Over the next few days I discovered other sights. In hot spring sunshine, I climbed Shacolas Tower (+357 22 674139), a 1960s high-rise repurposed to house a museum showcasing Nicosia before the divide, along with an 11th-floor observatory with panoramic views over the mosques and churches of this bipolar city to the Pentadaktylos Mountains beyond. I popped into the Cyprus Postal Museum (+357 22 304711), with its quirky collection of stamps and other items tracing the history of the island’s service from the 15th century onwards. I also spent several absorbing hours browsing the personal collection of Rita and Costas Severis at the CVAR (+357 22 300994).

“I started collecting everything to do with Cyprus: paintings, antiques, costumes and other memorabilia,” Rita Severis told me. “Everything was kept in our house at first – we had things everywhere. Costas would say to me: ‘I can’t find my suits!’ I needed the wardrobe for the collection, so I’d moved his suits to the bottom drawer.”

On my final afternoon I crossed over into northern Cyprus beneath a large red banner reading “Turkish Republic of Northern Cyprus FOREVER”. If southern Nicosia seems determined to look to the future, northern Nicosia, known to Turkish Cypriots as Lefkosa, with its shuttered tavernas, potholed streets and souvenir shops full of tat, is firmly stuck in the past. “In Lefkosa, only the Russians have any money,” I heard someone mutter in the queue for the checkpoint.

Back in southern Nicosia, as the sun descended over the razor wire, I followed students to Haratzi (+357 99538070), a vintage-themed green line café, founded in 1933, complete with pinball machines and walls lined with old posters. There are some 35,000 students studying at half a dozen universities in southern Nicosia, a city with around 256,000 inhabitants. Inevitably they’ve contributed to the city’s rebirth.
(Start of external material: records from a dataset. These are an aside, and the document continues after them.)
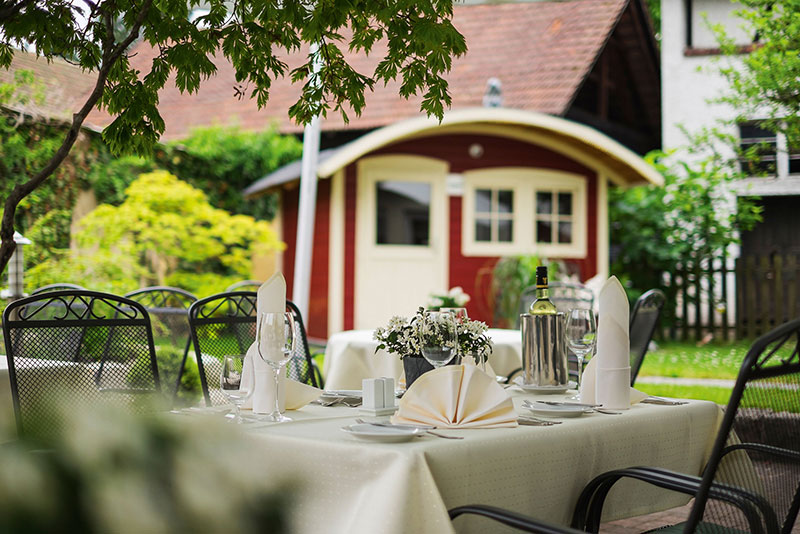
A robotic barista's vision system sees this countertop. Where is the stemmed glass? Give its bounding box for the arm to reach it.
[256,312,295,423]
[420,311,458,369]
[565,308,597,398]
[219,354,253,424]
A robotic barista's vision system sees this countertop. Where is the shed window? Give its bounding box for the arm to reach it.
[375,180,431,246]
[475,189,514,243]
[534,190,575,245]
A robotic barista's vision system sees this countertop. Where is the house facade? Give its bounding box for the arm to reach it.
[246,108,661,337]
[84,0,661,338]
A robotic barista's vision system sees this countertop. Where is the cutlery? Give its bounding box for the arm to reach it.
[641,397,689,406]
[517,415,561,426]
[356,418,464,439]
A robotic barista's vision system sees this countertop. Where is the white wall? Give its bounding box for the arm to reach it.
[661,0,742,153]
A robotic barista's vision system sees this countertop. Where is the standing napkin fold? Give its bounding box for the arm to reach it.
[581,276,641,410]
[242,273,286,413]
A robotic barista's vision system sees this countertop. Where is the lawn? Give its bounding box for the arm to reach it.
[639,341,751,379]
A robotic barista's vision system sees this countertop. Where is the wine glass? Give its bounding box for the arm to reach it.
[256,312,295,423]
[420,311,458,369]
[219,354,253,424]
[565,308,597,397]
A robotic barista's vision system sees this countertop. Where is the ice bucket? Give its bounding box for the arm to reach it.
[520,313,569,386]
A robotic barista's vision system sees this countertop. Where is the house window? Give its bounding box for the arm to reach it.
[375,180,431,246]
[461,167,589,258]
[534,190,575,245]
[475,189,514,243]
[739,121,800,178]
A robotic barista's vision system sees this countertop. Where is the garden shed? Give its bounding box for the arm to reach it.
[245,107,661,337]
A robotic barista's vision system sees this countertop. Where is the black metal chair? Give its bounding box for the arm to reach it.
[572,319,800,534]
[450,319,800,534]
[449,506,582,534]
[224,280,264,293]
[31,282,86,296]
[125,286,197,398]
[629,289,667,385]
[189,291,321,406]
[3,289,161,436]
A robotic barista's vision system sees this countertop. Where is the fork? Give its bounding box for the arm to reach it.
[356,418,464,439]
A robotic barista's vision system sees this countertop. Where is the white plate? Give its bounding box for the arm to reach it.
[342,425,424,443]
[514,376,578,393]
[523,402,592,417]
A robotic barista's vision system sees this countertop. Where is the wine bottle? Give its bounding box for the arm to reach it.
[530,266,558,315]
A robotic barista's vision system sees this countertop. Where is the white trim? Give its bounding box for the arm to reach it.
[461,167,590,258]
[327,169,345,335]
[318,108,664,185]
[597,174,611,280]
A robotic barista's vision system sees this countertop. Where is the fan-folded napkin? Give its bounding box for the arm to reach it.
[581,276,646,410]
[392,365,517,428]
[242,273,322,413]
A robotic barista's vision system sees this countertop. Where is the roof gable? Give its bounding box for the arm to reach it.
[89,0,628,140]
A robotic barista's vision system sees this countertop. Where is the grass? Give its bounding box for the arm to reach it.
[639,341,750,379]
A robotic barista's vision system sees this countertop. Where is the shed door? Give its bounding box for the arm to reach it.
[355,156,448,329]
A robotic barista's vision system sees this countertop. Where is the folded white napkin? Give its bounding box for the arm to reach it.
[581,358,647,410]
[581,276,641,410]
[392,365,517,428]
[242,273,322,413]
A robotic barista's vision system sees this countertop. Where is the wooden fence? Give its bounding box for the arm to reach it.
[662,255,800,340]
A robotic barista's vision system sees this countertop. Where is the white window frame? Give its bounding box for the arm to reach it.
[461,167,588,258]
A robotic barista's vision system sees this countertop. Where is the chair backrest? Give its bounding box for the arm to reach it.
[224,280,264,293]
[125,286,199,397]
[629,289,667,385]
[514,282,594,328]
[3,289,160,435]
[684,319,800,534]
[31,282,86,295]
[286,300,322,388]
[189,291,318,406]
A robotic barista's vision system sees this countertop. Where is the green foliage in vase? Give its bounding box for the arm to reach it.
[609,131,761,318]
[712,0,800,149]
[372,308,492,362]
[28,171,282,296]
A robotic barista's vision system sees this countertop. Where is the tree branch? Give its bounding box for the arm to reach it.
[0,0,153,272]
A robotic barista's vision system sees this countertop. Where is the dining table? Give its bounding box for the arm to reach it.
[322,328,522,390]
[189,386,721,534]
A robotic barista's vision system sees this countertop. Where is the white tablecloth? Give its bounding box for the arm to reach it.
[322,328,522,389]
[222,392,721,534]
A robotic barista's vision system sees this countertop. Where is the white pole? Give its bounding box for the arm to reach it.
[292,44,320,330]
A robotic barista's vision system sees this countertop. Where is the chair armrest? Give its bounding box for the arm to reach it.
[448,504,581,534]
[572,467,778,533]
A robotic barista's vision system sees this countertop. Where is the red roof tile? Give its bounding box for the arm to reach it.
[89,0,628,140]
[0,50,97,120]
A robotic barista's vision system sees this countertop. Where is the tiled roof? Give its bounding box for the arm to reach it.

Later, in cosy snug The Lost & Found Drinkery (+357 22319230), I ordered a brandy sour, the cocktail invented in Cyprus in the 1930s for Egypt’s King Farouk, and chatted with design student Helena from Vienna. “Nicosia is like Athens and Istanbul rolled into one,” she said as we sipped our drinks. “It reminds me of Tel Aviv, too – only a lot less expensive,” she laughed.

How to do it
Fly from London Gatwick to Larnaca (fares from £26 with Wizzair). Intercity buses run regularly from the airport to city centre (tickets cost £3.50).
Double rooms at Amyth cost from £290 per night, including breakfast. For a budget option, double rooms at Gate Twenty Two hotel cost from £97 per night, including breakfast.

Get Your Guide has half-day Last Divided City Tours that cover the buffer zone and northern Nicosia, or full-day tours to Famagusta and the ghost town of Varosha in northern Cyprus with excellent guide Chemal, from €79.